Des documents longtemps négligés

La création du Mundaneum, des juristes belges Paul Otlet et Henri La Fontaine, et la fondation du Palais de la découverte en 1937 constituent deux moments fondateurs de la réflexion sur les archives savantes. Le premier propose une entreprise encyclopédique et totalisante des savoirs mis en fiches bibliographiques à l’aide de la classification décimale universelle – inventée pour l’occasion – alors que le second montre au contraire la science en train de se faire. En 1949, la sous-série AB XIX, qui désigne les « papiers d’érudits et documents isolés », voit le jour aux Archives de France. Elle distingue trois types de documents en fonction de leur caractère (biographique, scientifique et administratif/institutionnel). Le flou juridique qui entoure ces documents, à cause de la distinction non résolue entre leur caractère public ou privé, explique – entre autres – le retard français dans le traitement des archives savantes. Il faudra attendre les années 1980 pour qu’un début de prise de conscience ait lieu à l’occasion de la commémoration de grands organismes de recherche (Institut Pasteur, CNAM et CNRS). C’est le début d’une collaboration entre chercheurs et professionnels des archives autour de cette question. Si l’IMEC (Institut Mémoires de l’édition contemporaine) joue un rôle fondamental dans ce domaine à partir de 1988 puisqu’il permet de juxtaposer divers fonds de chercheurs et d’établir des liens entre eux, le mouvement s’accélère depuis une quinzaine d’années avec l’essor du numérique et la mise en ligne d’archives de chercheurs (Nietzsche, Foucault ou Pirenne pour n’en citer que quelques-uns). Certains établissements de recherche prennent à bras-le-corps la question et mettent en place des politiques de patrimonialisation bien définies (l’Institut Pasteur est souvent montré en exemple à ce titre).

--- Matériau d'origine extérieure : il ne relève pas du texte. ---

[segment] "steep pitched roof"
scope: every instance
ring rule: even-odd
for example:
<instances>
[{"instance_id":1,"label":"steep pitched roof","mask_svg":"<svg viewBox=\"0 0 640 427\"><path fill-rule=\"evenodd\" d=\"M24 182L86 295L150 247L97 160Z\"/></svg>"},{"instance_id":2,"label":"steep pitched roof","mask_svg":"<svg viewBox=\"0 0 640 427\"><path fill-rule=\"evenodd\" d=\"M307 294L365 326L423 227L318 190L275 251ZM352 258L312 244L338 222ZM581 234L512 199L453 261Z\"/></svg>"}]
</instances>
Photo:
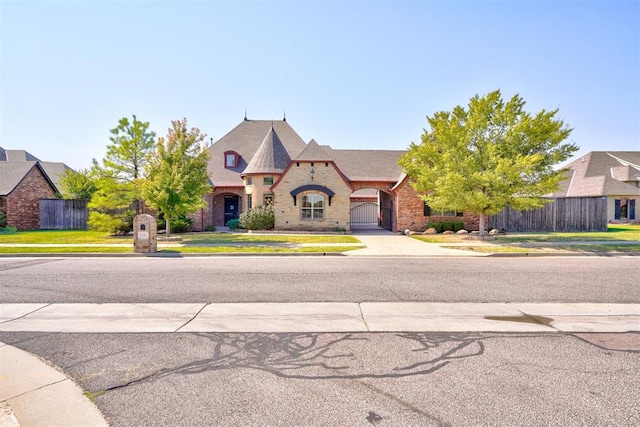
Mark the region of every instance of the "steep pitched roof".
<instances>
[{"instance_id":1,"label":"steep pitched roof","mask_svg":"<svg viewBox=\"0 0 640 427\"><path fill-rule=\"evenodd\" d=\"M307 147L295 157L294 161L295 162L328 162L333 160L331 158L331 154L329 153L331 151L331 147L325 146L325 148L318 145L315 139L312 139L307 144ZM327 150L329 152L327 152Z\"/></svg>"},{"instance_id":2,"label":"steep pitched roof","mask_svg":"<svg viewBox=\"0 0 640 427\"><path fill-rule=\"evenodd\" d=\"M553 197L640 195L640 151L592 151L565 168Z\"/></svg>"},{"instance_id":3,"label":"steep pitched roof","mask_svg":"<svg viewBox=\"0 0 640 427\"><path fill-rule=\"evenodd\" d=\"M51 187L57 191L39 162L0 162L0 196L7 196L33 168L38 168Z\"/></svg>"},{"instance_id":4,"label":"steep pitched roof","mask_svg":"<svg viewBox=\"0 0 640 427\"><path fill-rule=\"evenodd\" d=\"M271 127L242 175L250 173L282 173L290 162L291 157L287 153L287 149L284 148L275 129Z\"/></svg>"},{"instance_id":5,"label":"steep pitched roof","mask_svg":"<svg viewBox=\"0 0 640 427\"><path fill-rule=\"evenodd\" d=\"M0 147L0 161L5 162L39 162L36 156L25 150L5 150Z\"/></svg>"},{"instance_id":6,"label":"steep pitched roof","mask_svg":"<svg viewBox=\"0 0 640 427\"><path fill-rule=\"evenodd\" d=\"M215 186L243 185L241 174L272 126L290 158L297 156L305 148L302 138L284 120L244 120L209 148L211 158L207 172ZM227 151L234 151L240 155L237 167L225 168L224 153Z\"/></svg>"}]
</instances>

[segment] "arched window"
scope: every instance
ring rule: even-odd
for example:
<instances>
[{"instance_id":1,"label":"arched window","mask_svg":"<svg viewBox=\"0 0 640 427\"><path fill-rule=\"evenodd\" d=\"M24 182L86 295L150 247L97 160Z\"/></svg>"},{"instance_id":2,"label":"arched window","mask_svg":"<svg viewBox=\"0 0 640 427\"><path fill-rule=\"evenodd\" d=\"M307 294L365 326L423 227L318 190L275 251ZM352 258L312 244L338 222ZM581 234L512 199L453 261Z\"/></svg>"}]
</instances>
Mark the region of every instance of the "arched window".
<instances>
[{"instance_id":1,"label":"arched window","mask_svg":"<svg viewBox=\"0 0 640 427\"><path fill-rule=\"evenodd\" d=\"M302 219L324 219L324 196L320 194L306 194L302 196L300 210Z\"/></svg>"}]
</instances>

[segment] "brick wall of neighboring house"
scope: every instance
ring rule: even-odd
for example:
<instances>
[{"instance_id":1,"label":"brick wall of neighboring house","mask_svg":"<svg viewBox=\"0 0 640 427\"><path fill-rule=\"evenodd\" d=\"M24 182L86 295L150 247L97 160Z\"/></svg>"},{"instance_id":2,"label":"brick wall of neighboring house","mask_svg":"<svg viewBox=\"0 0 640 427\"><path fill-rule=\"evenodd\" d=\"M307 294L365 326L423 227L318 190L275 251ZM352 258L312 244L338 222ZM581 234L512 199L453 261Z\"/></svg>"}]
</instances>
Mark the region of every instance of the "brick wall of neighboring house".
<instances>
[{"instance_id":1,"label":"brick wall of neighboring house","mask_svg":"<svg viewBox=\"0 0 640 427\"><path fill-rule=\"evenodd\" d=\"M424 215L424 202L409 183L408 179L402 181L395 189L397 195L397 224L394 231L424 231L430 221L462 221L465 230L478 230L479 218L471 212L465 212L461 217Z\"/></svg>"},{"instance_id":2,"label":"brick wall of neighboring house","mask_svg":"<svg viewBox=\"0 0 640 427\"><path fill-rule=\"evenodd\" d=\"M205 194L204 201L207 204L206 207L189 214L189 218L191 218L190 231L204 231L215 226L213 222L213 193ZM222 205L222 209L224 216L224 205Z\"/></svg>"},{"instance_id":3,"label":"brick wall of neighboring house","mask_svg":"<svg viewBox=\"0 0 640 427\"><path fill-rule=\"evenodd\" d=\"M313 181L311 169L313 168ZM333 191L335 195L331 199L319 191L300 193L296 204L293 203L291 191L303 185L321 185ZM274 213L276 218L276 230L336 230L338 228L349 230L349 195L352 190L338 173L331 162L314 162L313 166L308 162L294 163L286 174L277 183L274 189ZM324 219L302 219L302 197L306 194L318 194L325 198Z\"/></svg>"},{"instance_id":4,"label":"brick wall of neighboring house","mask_svg":"<svg viewBox=\"0 0 640 427\"><path fill-rule=\"evenodd\" d=\"M40 228L40 199L52 199L55 191L40 169L33 167L7 196L7 225L18 230Z\"/></svg>"}]
</instances>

Ces traces n’en sont pas pour autant des archives comme les autres et doivent bénéficier d’un traitement archivistique particulier. Certains chercheurs en ethnologie peuvent être amenés à revisiter un terrain à partir des notes d’un illustre prédécesseur. Il est alors nécessaire de s’interroger sur les activités de recherche en fonction des disciplines. Que garder de la science en train de se faire ? La notoriété doit-elle être le seul guide dans les choix de conservation ? Comment organiser les documents conservés : chronologiquement, en fonction de l’ordre intellectuel établi à l’origine par leur propriétaire/créateur ? Pour Jean-François Bert, trois objectifs dominent aujourd’hui l’agenda des archives savantes : numériser, pérenniser et mettre en ligne. Ces impératifs n’épuisent pas d’autres questionnements en lien avec les nouvelles pratiques de la recherche qui découlent du numérique : comment garder la trace de la correspondance électronique des chercheurs, très difficile à archiver à l’heure actuelle ? Faut-il tout numériser ou agir avec parcimonie ? Dans ce genre d’opérations, c’est d’abord la description des documents, les métadonnées, qui représente le premier poste budgétaire.

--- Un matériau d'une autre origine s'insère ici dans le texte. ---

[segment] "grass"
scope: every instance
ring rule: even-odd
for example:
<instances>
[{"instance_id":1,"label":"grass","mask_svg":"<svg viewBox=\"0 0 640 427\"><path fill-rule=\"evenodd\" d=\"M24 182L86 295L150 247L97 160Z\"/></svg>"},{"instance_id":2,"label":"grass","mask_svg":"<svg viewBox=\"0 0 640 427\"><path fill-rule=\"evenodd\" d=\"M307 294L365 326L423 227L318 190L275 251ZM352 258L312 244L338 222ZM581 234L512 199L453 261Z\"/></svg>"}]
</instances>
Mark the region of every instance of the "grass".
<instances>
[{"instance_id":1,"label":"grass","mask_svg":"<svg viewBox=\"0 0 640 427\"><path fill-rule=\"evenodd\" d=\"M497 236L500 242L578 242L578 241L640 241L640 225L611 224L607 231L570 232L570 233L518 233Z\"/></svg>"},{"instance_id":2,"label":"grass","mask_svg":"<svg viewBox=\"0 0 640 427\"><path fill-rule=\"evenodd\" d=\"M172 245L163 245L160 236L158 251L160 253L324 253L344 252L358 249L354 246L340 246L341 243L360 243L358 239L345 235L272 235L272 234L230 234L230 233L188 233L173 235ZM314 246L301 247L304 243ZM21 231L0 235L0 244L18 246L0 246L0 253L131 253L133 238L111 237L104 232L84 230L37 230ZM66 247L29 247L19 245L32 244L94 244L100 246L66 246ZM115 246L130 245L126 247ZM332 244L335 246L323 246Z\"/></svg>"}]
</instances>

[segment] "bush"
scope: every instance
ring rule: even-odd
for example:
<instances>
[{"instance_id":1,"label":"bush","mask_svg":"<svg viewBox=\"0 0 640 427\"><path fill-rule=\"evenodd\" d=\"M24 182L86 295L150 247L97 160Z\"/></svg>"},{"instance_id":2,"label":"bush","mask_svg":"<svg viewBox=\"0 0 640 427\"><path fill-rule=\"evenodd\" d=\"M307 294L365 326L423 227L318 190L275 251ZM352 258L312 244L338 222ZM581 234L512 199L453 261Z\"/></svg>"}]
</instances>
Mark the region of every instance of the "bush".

Un territoire en pleine expansion

Les réponses à ces questions ont d’autant plus d’importance que le périmètre des archives savantes s’élargit au fur et à mesure de la prise de conscience de leur importance et de leur contribution à l’histoire des sciences sociales. Les brouillons ne sont plus les seules traces dignes d’intérêt. Fiches, fichiers, dossiers et agendas ont rejoint la liste des documents considérés comme dignes d’analyse. Les activités de classement et d’archivage par le savant sont désormais appréhendées comme des rouages essentiels dans la construction du savoir : elles permettent de passer du fragmentaire à l’œuvre scientifique. Zotero n’a pas fondamentalement révolutionné les pratiques de recherche : « L’informatisation n’invente rien, elle n’a fait que faciliter ce penchant des chercheurs pour les rangements successifs ; elle les multiplie et les complexifie » (« Des papiers ordinaires de savant », § 4). Ces documents nous révèlent une organisation qui est tout sauf anecdotique puisque le triomphe de la liste et de la fiche au XIXe siècle a vraisemblablement entraîné une forme de construction du savoir particulière, en l’occurrence énumérative. Dans le même ordre d’idées, les agendas nous informent sur la vie professionnelle et personnelle du chercheur : quand et comment travaille-t-il ? avec qui ?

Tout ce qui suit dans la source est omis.